How do I create a GOOGLE API script to pull data by the hour?


Essentially what I want to do is run this script every hour to pull in data from the last hour only and then the script will run again an hour later. I want this script to pull all data associated with that last hour and then onwards for every hour of the day. How would I do this as I am only seeing a filter that can do this but I have read that it will only pull a sample and then filter on the hour from that sample.

   def get_report(analytics):

       return analytics.reports().batchGet(
          body={
              'reportRequests': [
               {
               '    viewId': VIEW_ID,
                       'dateRanges': [{'startDate': 
                                      '1dayAgo','endDate':'today'}],
     'metrics': [{'expression': 'ga:uniquepageviews'},
                    {'expression': 'ga:timeonpage'},
                    {'expression': 'ga:entrances'},
                    {'expression': 'ga:exits'},
                    {"expression": "ga:pageviews"}
                    ],
      'dimensions': [{'name': 'ga:dimension97'},
                    {'name': 'ga:dimension69'},
                    {'name': 'ga:dateHourMinute'},
                    ]

                   }]
            }
        ).execute()

Solution

  • Python has a sched module. It is possible to save the following code into a file and then execute it.

    There are options for keeping the script running: terminal window, tmux session, background process, etc.

    I used to use cron a lot but have changed to using the Python sched module.

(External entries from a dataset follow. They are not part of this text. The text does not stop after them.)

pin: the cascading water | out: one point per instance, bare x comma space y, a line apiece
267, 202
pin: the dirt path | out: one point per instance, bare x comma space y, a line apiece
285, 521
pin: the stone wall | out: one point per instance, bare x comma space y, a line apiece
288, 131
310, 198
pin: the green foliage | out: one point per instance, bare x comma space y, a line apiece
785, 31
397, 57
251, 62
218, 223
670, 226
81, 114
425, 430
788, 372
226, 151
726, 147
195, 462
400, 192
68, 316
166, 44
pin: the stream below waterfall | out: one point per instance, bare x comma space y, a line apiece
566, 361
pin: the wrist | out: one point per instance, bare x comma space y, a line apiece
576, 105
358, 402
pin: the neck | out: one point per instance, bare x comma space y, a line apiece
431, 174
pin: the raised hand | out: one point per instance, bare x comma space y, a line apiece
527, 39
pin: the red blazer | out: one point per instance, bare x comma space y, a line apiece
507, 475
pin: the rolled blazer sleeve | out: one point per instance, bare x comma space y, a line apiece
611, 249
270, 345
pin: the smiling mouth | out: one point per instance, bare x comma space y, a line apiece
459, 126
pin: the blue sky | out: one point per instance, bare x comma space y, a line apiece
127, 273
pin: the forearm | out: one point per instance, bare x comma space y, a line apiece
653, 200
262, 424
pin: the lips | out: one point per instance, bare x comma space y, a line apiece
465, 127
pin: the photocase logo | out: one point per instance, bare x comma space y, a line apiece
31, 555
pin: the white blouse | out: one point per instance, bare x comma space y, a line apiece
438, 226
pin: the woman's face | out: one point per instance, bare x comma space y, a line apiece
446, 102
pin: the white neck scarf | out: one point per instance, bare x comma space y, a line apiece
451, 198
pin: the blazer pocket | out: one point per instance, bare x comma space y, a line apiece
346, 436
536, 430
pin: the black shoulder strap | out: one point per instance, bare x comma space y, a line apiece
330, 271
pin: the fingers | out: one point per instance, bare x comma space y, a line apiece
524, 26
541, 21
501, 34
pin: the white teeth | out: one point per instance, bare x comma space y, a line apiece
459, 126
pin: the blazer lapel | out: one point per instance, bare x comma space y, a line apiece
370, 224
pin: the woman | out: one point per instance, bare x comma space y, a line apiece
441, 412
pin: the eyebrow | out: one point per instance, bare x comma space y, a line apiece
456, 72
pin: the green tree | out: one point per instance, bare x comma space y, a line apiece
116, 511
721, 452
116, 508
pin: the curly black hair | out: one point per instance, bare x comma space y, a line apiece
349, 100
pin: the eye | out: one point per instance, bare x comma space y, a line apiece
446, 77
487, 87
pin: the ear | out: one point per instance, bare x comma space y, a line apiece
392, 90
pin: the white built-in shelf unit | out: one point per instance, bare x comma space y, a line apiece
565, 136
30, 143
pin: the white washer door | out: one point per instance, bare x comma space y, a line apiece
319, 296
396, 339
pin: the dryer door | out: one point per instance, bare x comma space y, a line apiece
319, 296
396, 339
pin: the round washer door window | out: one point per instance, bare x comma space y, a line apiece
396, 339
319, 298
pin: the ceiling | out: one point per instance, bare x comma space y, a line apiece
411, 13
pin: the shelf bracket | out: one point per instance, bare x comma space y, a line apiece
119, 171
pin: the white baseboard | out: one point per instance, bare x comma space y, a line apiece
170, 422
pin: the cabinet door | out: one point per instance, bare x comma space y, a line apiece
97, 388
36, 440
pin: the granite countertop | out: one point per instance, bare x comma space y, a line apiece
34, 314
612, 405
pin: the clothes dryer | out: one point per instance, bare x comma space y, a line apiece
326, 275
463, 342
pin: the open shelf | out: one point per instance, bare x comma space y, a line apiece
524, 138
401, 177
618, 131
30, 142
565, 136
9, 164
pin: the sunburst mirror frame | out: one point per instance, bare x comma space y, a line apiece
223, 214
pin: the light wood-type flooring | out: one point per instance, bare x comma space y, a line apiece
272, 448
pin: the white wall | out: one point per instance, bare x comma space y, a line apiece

It can be easier to troubleshoot.

    Save this code into a file. execute chmod 755 <myfile.py> Then run the script: ./myfile.py

    #!/usr/bin/env python
    
    import sched
    import time
    from datetime import datetime, timedelta
    
    # Create a scheduler instance.
    scheduler = sched.scheduler(timefunc=time.time)
    
    def reschedule(interval: dict=None):
        """Define how often the action function will run.
        Pass a dict interval {'hours': 1} to make it run every hour.
        """
        interval = {'minutes': 1} if interval is None else interval
        # Get the current time and remove the seconds and microseconds.
        now = datetime.now().replace(second=0, microsecond=0)
        # Add the time interval to now
        target = now + timedelta(**interval)
        # Schedule the task
        scheduler.enterabs(target.timestamp(), priority=0, action=get_report)
    
    def get_report(analytics=None):
        # replace the print call with the code execute the Google API call
        print(time.ctime())
    
        reschedule() # Reschedule so it runs again.
    
    if __name__ == "__main__":
        reschedule() # start
    
        try:
            scheduler.run(blocking=True)
        except KeyboardInterrupt:
            print('Stopped.')
    

    OUTPUT:

    Tue Oct 29 22:35:00 2019
    Tue Oct 29 22:36:00 2019
    Stopped.